The college had terminated one Dr Sanjay Murgod from service in June 2021, which he had challenged before a single judge bench. The single judge bench had ordered his reinstatement with immediate effect in January 2023. This was challenged in the appeal by the college.
The division bench, in its judgment on the appeal, noted that the provision of Section 98 of the KEA Act which protects employees from termination is still valid.
The HC also said that if the law was intended to exclude unaided educational institutions, it would have been clearly mentioned.
The HC said that Section 97 and 98 protects all employees of educational institutions.
“The underlying philosophy of these provisions is that an employee whose tenure is secured will be in a better position to discharge his duties efficiently and that is necessary in public interest.
“It hardly needs to be emphasised that the education and educational institutions play a pivotal role in nation building and therefore a legislature rightly feels the need for protecting tenure of service and conditions of these employees.
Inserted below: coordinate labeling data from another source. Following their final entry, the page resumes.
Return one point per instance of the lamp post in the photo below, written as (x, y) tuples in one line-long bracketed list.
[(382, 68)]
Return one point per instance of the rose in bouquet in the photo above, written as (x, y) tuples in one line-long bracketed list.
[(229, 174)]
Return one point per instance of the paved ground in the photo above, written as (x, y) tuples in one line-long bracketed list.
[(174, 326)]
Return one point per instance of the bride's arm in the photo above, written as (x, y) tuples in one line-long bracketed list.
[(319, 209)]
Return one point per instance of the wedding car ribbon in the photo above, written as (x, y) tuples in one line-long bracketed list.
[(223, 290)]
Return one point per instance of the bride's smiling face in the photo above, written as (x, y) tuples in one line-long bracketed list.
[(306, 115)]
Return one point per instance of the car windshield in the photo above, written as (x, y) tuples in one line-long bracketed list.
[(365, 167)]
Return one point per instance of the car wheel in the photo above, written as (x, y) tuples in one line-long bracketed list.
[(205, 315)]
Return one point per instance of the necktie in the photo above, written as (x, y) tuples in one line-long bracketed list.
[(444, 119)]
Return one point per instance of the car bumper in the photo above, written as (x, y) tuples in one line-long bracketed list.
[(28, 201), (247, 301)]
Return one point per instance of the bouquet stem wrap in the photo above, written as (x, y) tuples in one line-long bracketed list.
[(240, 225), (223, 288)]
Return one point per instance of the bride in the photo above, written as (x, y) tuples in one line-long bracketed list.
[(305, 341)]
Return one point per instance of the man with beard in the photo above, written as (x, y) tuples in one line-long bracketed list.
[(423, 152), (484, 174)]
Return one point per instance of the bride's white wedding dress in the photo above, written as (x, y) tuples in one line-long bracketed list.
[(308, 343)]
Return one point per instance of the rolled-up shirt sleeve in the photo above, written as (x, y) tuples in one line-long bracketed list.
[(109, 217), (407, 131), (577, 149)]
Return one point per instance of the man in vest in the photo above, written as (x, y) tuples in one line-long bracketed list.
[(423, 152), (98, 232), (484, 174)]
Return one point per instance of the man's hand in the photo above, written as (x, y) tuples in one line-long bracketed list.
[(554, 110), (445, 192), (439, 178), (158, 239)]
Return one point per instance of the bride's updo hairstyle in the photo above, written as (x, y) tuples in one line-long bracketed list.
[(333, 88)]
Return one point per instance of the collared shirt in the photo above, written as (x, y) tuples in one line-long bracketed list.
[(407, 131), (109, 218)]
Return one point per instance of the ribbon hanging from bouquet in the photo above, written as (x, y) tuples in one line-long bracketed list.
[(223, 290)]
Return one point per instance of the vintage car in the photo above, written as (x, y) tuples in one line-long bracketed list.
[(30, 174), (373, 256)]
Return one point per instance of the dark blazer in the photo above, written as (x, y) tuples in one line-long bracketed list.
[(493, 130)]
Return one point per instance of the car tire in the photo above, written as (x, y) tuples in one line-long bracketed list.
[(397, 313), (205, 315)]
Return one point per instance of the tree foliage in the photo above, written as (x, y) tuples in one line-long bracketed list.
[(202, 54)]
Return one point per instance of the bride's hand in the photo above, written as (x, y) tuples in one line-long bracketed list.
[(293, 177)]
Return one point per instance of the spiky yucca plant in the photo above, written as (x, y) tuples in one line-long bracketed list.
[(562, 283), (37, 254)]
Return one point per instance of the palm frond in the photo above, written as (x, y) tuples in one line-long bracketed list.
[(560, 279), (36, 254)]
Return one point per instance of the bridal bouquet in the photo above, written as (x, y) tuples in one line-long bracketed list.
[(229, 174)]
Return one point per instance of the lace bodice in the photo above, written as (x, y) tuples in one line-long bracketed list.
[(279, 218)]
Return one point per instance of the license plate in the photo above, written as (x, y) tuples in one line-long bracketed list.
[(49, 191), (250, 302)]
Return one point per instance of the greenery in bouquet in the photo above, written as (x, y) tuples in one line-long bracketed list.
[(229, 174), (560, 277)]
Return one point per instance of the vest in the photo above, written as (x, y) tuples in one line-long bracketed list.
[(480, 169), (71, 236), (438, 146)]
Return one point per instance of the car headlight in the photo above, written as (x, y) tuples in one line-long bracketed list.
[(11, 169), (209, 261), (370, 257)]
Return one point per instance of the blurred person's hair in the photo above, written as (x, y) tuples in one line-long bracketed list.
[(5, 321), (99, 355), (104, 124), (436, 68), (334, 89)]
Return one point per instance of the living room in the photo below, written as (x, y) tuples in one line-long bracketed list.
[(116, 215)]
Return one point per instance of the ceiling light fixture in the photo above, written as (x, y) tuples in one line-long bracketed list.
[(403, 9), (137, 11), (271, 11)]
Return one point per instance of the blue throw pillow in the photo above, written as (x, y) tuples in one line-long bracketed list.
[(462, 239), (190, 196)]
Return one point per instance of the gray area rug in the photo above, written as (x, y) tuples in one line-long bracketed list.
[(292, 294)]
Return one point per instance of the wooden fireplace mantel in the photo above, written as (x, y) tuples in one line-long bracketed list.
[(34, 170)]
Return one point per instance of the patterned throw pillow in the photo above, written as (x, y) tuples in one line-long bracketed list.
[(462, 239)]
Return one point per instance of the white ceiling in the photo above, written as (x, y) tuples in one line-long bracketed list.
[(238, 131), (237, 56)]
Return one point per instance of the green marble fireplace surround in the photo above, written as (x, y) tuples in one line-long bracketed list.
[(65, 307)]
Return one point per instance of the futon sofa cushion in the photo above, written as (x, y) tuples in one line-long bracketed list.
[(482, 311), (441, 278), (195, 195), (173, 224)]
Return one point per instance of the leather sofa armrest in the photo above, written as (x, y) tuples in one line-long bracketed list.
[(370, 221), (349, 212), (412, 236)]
“In a sense, these provisions aim at social security as well, like the Labour Laws do for the workmen,” the HC said.
The HC also dismissed the contention that the said college was governed under the Dentists Act, 1948 and therefore the KEA 1983 was not applicable to it.
Dismissing the petition, the HC said, “The provisions of the 1948 Act in essence intend to regulate the standard of professional education whereas the provisions of Sections 97 & 98 of the 1983 Act in substance intend to secure the service conditions of employees of Educational Institutions. Thus, they are poles apart. By no stretch of imagination, one can be read into the other.”